11. Estimated PBS Usage and Financial Implications

The submission estimated likely number of patients was between 10,000 and 50,000 in Year 5 at a financial cost/year to the PBS of less than $10 million in Year 5.

12. Recommendation and Reasons

The PBAC agreed that the restriction wording proposed by the Restrictions Working Group was appropriate, noting that the sponsor has accepted this wording in the pre-PBAC response.

The PBAC considered that the re-submission contained no new data which would cause the Committee to alter its previous view that it lacked confidence that MAL-PDT is no worse than imiquimod in terms of efficacy and safety. Acceptance of the claim in the pre-PBAC response that “MAL-PDT is non-inferior to imiquimod” continues to be hampered by a lack of scientific rigour in the studies which form its evidentiary base.

The Committee further considered that the data on recurrence rates show that MAL-PDT has recurrence rates at 2 and 5 years which suggested recurrences was greater with MAL-PDT than that associated with imiquimod.

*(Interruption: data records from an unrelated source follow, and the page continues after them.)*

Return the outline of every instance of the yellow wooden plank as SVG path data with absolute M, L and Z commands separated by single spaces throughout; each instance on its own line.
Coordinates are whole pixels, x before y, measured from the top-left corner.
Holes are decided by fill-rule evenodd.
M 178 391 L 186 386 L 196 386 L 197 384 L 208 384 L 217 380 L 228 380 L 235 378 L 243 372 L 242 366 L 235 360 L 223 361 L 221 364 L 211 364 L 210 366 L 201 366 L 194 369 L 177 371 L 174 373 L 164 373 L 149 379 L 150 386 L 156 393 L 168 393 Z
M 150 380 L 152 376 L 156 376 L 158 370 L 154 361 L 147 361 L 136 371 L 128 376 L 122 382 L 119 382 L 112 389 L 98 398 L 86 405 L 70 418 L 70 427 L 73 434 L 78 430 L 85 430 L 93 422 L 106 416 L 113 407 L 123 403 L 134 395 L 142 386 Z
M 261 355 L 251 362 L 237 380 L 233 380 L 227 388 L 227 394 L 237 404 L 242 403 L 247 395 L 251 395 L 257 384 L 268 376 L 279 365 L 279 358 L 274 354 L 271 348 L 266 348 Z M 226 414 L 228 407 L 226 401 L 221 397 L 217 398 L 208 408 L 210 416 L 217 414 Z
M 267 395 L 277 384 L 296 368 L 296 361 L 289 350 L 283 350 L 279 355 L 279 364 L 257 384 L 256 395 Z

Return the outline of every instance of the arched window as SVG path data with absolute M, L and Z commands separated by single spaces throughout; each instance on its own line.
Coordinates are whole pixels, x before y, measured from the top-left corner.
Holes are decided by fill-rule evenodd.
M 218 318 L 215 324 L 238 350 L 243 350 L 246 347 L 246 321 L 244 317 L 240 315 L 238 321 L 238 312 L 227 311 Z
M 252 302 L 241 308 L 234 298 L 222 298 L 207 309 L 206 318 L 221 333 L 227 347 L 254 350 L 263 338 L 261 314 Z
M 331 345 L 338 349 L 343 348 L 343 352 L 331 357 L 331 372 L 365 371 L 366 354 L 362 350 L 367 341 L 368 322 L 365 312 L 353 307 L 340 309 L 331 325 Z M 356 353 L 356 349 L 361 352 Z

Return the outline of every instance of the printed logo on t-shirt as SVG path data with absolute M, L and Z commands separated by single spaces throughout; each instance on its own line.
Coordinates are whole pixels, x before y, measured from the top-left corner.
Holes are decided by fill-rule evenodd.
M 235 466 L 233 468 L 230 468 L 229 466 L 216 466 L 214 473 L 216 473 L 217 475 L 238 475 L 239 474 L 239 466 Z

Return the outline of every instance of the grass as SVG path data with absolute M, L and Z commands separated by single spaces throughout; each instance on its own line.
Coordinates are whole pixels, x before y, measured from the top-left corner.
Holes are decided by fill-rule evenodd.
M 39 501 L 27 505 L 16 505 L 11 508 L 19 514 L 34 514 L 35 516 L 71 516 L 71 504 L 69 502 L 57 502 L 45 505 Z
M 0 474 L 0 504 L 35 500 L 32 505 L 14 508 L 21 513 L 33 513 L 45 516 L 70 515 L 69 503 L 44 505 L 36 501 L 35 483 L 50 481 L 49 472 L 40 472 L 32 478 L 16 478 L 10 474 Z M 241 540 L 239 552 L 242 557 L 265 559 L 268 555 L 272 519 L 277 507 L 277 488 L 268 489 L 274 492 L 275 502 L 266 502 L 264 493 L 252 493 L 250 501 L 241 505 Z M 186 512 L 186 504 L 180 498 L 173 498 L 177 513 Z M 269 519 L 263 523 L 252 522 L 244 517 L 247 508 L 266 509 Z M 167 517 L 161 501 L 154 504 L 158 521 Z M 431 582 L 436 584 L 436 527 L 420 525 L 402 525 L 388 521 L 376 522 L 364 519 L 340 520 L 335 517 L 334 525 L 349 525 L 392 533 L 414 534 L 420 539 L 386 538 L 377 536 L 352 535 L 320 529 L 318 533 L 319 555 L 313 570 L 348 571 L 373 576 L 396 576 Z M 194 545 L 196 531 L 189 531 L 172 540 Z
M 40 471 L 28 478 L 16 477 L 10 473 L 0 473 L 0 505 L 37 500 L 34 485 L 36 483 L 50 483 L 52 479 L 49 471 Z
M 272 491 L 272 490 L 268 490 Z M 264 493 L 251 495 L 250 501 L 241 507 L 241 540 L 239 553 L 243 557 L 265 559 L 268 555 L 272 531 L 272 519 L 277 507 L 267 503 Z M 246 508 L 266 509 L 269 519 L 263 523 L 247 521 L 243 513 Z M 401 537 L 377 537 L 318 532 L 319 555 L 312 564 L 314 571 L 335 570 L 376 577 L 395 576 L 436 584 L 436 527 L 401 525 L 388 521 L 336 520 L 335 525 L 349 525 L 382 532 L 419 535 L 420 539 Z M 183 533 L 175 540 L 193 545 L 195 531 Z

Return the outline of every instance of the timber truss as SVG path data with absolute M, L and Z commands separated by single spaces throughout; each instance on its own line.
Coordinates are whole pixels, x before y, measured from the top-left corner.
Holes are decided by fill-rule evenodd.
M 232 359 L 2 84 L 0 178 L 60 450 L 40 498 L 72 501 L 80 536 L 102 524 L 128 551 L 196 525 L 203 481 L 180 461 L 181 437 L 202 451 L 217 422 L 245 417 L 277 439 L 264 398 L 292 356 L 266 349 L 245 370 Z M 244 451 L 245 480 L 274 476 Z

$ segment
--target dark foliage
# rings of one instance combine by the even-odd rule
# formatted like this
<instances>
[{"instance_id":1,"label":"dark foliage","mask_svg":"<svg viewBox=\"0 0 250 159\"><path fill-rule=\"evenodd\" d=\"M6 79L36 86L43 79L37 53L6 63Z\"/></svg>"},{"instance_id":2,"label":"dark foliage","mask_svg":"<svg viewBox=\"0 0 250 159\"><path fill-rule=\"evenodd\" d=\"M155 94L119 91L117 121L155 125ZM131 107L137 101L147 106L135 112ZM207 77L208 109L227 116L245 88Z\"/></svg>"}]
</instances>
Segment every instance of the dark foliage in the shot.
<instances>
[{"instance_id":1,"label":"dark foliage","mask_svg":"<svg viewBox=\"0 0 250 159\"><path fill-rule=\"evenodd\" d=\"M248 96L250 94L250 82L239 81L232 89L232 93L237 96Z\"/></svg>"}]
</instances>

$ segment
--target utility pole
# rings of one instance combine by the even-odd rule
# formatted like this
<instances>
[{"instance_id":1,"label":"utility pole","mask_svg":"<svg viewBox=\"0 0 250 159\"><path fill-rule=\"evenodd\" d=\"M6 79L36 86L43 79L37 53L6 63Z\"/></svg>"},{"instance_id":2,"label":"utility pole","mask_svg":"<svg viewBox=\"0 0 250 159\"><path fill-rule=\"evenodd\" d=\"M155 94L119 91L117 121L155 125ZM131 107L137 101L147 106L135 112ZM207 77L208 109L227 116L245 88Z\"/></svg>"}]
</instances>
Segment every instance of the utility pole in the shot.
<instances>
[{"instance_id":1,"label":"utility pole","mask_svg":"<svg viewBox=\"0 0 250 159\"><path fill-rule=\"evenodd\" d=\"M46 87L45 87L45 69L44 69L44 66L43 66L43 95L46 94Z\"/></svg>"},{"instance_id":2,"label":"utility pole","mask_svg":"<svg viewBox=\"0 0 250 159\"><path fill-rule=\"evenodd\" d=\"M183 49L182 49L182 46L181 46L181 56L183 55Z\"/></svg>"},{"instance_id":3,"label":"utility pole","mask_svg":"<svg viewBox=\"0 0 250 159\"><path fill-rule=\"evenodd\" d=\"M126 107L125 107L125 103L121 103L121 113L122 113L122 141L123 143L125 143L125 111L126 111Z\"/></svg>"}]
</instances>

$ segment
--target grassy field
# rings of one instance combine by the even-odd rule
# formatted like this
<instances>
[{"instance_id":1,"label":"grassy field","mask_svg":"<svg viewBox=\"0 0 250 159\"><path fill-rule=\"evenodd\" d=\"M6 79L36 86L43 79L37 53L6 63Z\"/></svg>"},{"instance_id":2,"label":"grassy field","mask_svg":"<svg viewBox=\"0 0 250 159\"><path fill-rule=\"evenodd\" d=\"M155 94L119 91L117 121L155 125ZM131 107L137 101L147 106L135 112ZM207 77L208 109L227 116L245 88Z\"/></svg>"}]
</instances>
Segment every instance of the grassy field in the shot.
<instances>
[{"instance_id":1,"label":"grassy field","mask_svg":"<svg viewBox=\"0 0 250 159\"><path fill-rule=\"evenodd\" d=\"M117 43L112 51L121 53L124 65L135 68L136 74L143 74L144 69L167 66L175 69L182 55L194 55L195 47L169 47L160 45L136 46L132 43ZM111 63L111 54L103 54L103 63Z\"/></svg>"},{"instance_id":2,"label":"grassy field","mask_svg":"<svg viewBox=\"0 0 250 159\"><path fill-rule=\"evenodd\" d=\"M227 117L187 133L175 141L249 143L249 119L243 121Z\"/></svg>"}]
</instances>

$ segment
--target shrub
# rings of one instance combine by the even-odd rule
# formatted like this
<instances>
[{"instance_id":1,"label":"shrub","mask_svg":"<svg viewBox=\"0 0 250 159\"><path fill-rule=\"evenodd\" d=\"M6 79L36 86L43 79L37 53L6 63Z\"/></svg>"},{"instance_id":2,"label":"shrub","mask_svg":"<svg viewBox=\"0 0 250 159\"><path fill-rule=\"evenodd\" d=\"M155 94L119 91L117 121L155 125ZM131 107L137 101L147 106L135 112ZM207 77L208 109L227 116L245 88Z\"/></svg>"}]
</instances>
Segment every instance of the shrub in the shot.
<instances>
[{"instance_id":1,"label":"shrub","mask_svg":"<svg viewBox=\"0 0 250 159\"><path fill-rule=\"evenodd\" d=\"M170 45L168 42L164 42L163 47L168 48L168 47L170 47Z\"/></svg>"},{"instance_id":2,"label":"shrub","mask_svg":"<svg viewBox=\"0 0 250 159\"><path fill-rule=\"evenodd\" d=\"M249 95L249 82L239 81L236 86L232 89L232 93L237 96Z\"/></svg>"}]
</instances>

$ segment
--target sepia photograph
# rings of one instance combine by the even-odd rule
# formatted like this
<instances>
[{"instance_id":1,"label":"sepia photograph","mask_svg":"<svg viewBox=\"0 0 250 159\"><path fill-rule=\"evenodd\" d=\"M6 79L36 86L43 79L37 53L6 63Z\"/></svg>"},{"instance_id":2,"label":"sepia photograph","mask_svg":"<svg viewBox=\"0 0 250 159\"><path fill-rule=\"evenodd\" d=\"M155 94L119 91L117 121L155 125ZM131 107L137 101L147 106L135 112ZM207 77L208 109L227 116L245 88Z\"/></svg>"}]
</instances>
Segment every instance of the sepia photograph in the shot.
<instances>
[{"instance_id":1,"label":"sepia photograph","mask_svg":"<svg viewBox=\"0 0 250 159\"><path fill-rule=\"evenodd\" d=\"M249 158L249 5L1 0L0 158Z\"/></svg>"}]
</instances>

A continuing area of economic uncertainty for the Committee was the appropriate number of imiquimod sachets to use in the cost-minimisation analysis. Although the PBS allows up to 12 sachets of imiquimod with 1 repeat to be provided to a patient for the treatment of each lesion, the clinicians present felt that most lesions would be treated with less than the maximum number of sachets and that a repeat dispensing would not always be required. The PBAC considered this uncertainty could be resolved through an analysis of the Medicare Australia dispensing data for imiquimod.

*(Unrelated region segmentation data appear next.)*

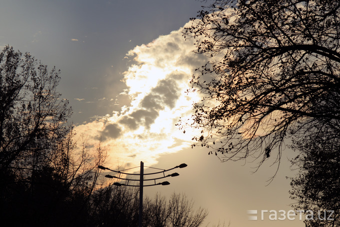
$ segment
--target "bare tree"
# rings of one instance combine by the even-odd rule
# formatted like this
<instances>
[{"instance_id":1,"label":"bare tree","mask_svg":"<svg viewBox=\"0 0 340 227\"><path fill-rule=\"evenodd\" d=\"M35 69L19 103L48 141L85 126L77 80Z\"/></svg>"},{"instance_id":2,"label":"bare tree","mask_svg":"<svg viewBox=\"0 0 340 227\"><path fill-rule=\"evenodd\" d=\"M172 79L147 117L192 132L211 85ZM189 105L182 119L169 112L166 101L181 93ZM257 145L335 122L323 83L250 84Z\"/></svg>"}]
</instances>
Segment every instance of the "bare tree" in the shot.
<instances>
[{"instance_id":1,"label":"bare tree","mask_svg":"<svg viewBox=\"0 0 340 227\"><path fill-rule=\"evenodd\" d=\"M189 124L202 129L192 146L222 161L250 156L260 164L279 160L290 135L338 132L340 3L213 2L184 33L210 58L191 81L202 97Z\"/></svg>"},{"instance_id":2,"label":"bare tree","mask_svg":"<svg viewBox=\"0 0 340 227\"><path fill-rule=\"evenodd\" d=\"M0 171L36 169L70 131L71 108L56 90L59 74L29 53L9 46L0 53ZM24 166L16 161L24 159Z\"/></svg>"}]
</instances>

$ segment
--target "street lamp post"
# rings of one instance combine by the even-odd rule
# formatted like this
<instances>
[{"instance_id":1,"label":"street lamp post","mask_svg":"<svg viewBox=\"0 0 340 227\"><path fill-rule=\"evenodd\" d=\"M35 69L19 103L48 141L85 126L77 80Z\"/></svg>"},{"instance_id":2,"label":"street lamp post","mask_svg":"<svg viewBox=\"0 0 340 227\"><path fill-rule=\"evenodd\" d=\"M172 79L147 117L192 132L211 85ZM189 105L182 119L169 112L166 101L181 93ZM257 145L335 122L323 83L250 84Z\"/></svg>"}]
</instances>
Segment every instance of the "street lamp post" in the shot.
<instances>
[{"instance_id":1,"label":"street lamp post","mask_svg":"<svg viewBox=\"0 0 340 227\"><path fill-rule=\"evenodd\" d=\"M156 180L158 180L160 179L162 179L166 177L168 177L169 176L173 177L173 176L176 176L179 175L180 174L178 174L176 172L174 172L174 173L172 173L171 174L168 174L166 176L165 174L164 173L165 172L166 172L168 171L172 170L172 169L174 169L176 168L184 168L185 167L186 167L188 165L186 163L182 163L180 165L178 165L174 167L174 168L172 168L170 169L164 169L162 171L158 171L158 172L152 172L152 173L146 173L144 174L144 163L143 163L142 161L140 161L140 173L126 173L126 172L122 172L120 171L116 171L116 170L113 170L112 169L110 169L108 168L105 167L104 166L102 166L102 165L98 165L98 168L100 169L103 169L103 170L108 170L112 171L112 172L114 172L116 173L118 173L118 176L112 176L111 175L105 175L106 177L110 178L116 178L116 179L119 179L121 180L125 180L128 181L128 184L124 184L124 183L118 183L118 182L115 182L114 183L114 185L116 185L116 186L132 186L132 187L136 187L136 186L138 186L138 185L135 185L133 184L128 184L128 181L138 181L139 180L140 181L140 207L139 207L139 215L138 215L138 227L142 227L142 212L143 212L143 187L146 187L148 186L154 186L154 185L168 185L170 184L170 183L168 182L168 181L163 181L162 182L159 182L156 183ZM152 168L152 167L150 167L150 168ZM124 171L124 170L122 170ZM163 176L160 177L158 177L158 178L151 178L151 179L144 179L144 175L152 175L152 174L159 174L159 173L163 173ZM126 174L126 175L139 175L140 176L140 179L128 179L128 178L122 178L120 177L120 174ZM148 185L144 185L144 181L148 181L148 180L154 180L154 184L148 184Z\"/></svg>"}]
</instances>

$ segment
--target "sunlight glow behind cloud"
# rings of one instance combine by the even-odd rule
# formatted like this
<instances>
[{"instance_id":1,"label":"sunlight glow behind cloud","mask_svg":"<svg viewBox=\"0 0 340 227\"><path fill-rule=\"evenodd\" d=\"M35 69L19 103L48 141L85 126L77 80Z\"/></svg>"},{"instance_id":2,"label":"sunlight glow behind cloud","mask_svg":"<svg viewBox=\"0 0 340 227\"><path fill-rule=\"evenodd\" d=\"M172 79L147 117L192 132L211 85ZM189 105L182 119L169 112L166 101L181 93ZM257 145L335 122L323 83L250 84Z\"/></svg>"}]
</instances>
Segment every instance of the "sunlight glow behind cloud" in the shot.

The PBAC also noted that there continues to be some dispute about which costs should be included in the cost-minimisation analysis, with the sponsor alternately including or excluding the same costs. The Committee confirmed that a cost-minimisation analysis should consider costs to society and therefore that the exclusion of non-government costs from the analysis in the pre-PBAC response was inappropriate.

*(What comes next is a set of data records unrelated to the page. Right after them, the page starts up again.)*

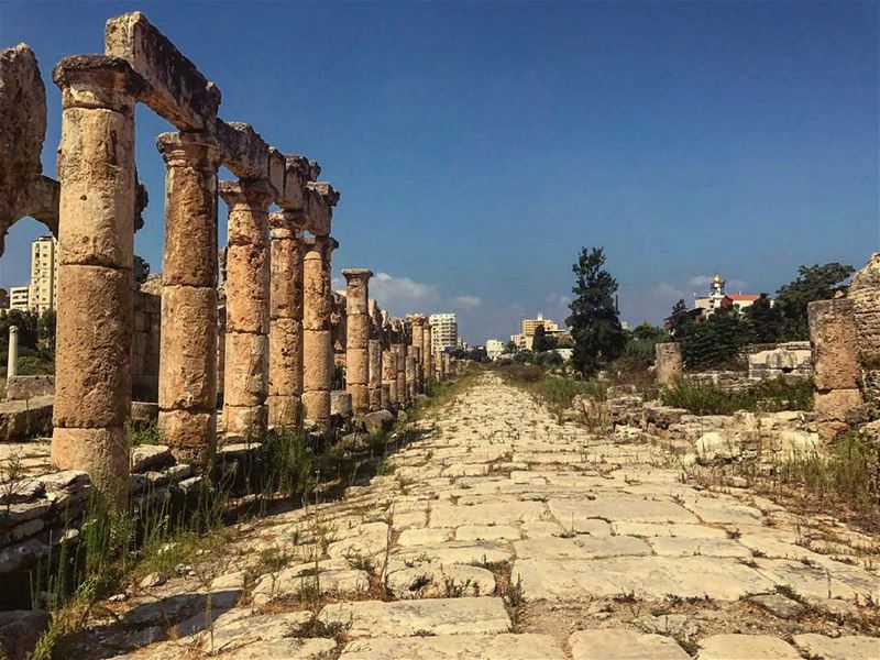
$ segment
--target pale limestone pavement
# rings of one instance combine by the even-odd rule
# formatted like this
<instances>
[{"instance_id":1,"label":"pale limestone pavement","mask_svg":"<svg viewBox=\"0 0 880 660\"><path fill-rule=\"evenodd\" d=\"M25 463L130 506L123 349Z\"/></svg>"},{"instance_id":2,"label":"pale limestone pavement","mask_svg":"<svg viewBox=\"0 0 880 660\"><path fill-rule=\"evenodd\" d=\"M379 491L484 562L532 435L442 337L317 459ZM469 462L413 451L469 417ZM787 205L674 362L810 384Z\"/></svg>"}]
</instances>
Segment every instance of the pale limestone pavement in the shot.
<instances>
[{"instance_id":1,"label":"pale limestone pavement","mask_svg":"<svg viewBox=\"0 0 880 660\"><path fill-rule=\"evenodd\" d=\"M102 652L880 658L876 539L683 483L650 439L560 425L491 374L419 426L393 474L246 526L200 578L130 598L140 627Z\"/></svg>"}]
</instances>

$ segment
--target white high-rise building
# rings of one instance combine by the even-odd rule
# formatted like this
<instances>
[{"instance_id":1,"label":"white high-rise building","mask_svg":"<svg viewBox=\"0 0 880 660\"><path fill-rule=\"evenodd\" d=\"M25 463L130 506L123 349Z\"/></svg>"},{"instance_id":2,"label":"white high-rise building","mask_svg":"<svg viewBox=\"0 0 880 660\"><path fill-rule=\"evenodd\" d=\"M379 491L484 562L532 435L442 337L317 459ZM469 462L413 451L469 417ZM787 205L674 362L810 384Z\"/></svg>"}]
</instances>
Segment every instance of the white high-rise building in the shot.
<instances>
[{"instance_id":1,"label":"white high-rise building","mask_svg":"<svg viewBox=\"0 0 880 660\"><path fill-rule=\"evenodd\" d=\"M31 243L31 286L28 307L43 314L58 306L58 241L38 237Z\"/></svg>"},{"instance_id":2,"label":"white high-rise building","mask_svg":"<svg viewBox=\"0 0 880 660\"><path fill-rule=\"evenodd\" d=\"M431 348L435 351L454 349L459 343L459 321L454 314L432 314L428 317L431 324Z\"/></svg>"},{"instance_id":3,"label":"white high-rise building","mask_svg":"<svg viewBox=\"0 0 880 660\"><path fill-rule=\"evenodd\" d=\"M486 355L493 362L502 356L504 353L504 343L501 339L487 339L486 340Z\"/></svg>"},{"instance_id":4,"label":"white high-rise building","mask_svg":"<svg viewBox=\"0 0 880 660\"><path fill-rule=\"evenodd\" d=\"M26 286L9 287L9 308L28 311L29 288Z\"/></svg>"}]
</instances>

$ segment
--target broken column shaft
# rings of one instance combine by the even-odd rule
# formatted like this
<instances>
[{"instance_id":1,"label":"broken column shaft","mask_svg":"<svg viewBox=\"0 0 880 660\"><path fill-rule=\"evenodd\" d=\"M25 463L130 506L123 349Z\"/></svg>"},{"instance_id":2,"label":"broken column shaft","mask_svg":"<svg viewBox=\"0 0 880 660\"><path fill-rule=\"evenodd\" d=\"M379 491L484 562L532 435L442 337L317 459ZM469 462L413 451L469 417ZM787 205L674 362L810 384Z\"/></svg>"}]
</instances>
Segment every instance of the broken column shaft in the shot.
<instances>
[{"instance_id":1,"label":"broken column shaft","mask_svg":"<svg viewBox=\"0 0 880 660\"><path fill-rule=\"evenodd\" d=\"M217 441L217 167L205 135L164 133L158 430L172 453L204 471Z\"/></svg>"},{"instance_id":2,"label":"broken column shaft","mask_svg":"<svg viewBox=\"0 0 880 660\"><path fill-rule=\"evenodd\" d=\"M227 436L256 439L266 430L273 190L240 179L221 183L220 195L229 205L223 422Z\"/></svg>"}]
</instances>

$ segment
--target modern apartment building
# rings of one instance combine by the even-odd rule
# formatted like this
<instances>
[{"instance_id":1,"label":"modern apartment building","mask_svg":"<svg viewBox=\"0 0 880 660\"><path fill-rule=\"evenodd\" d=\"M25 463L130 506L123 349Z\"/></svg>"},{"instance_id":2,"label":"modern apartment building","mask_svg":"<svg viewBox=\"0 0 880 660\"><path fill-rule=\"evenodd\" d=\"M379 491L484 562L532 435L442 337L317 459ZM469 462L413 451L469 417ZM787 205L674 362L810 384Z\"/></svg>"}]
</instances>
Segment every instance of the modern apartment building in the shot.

The Committee therefore again rejected the application because of uncertain comparative effectiveness and additionally because of problems with the cost-minimisation analysis.

13. Context for Decision

The PBAC helps decide whether and, if so, how medicines should be subsidised in Australia. It considers submissions in this context. A PBAC decision not to recommend listing or not to recommend changing a listing does not represent a final PBAC view about the merits of the medicine. A company can resubmit to the PBAC or seek independent review of the PBAC decision.

14. Sponsor’s Comment

With reference to the comparative effectiveness of Metvix-PDT therapy in the context of difficult to treat superficial basal cell carcinoma, the sponsor considers Metvix as a more appropriate topical treatment for superficial basal cell carcinomas in immunocompromised patients and in those patients who are unable to self medicate. The sponsor will consider the options available and refers readers to its website (www.treatskincancer.com or www.metvix.com) for further information.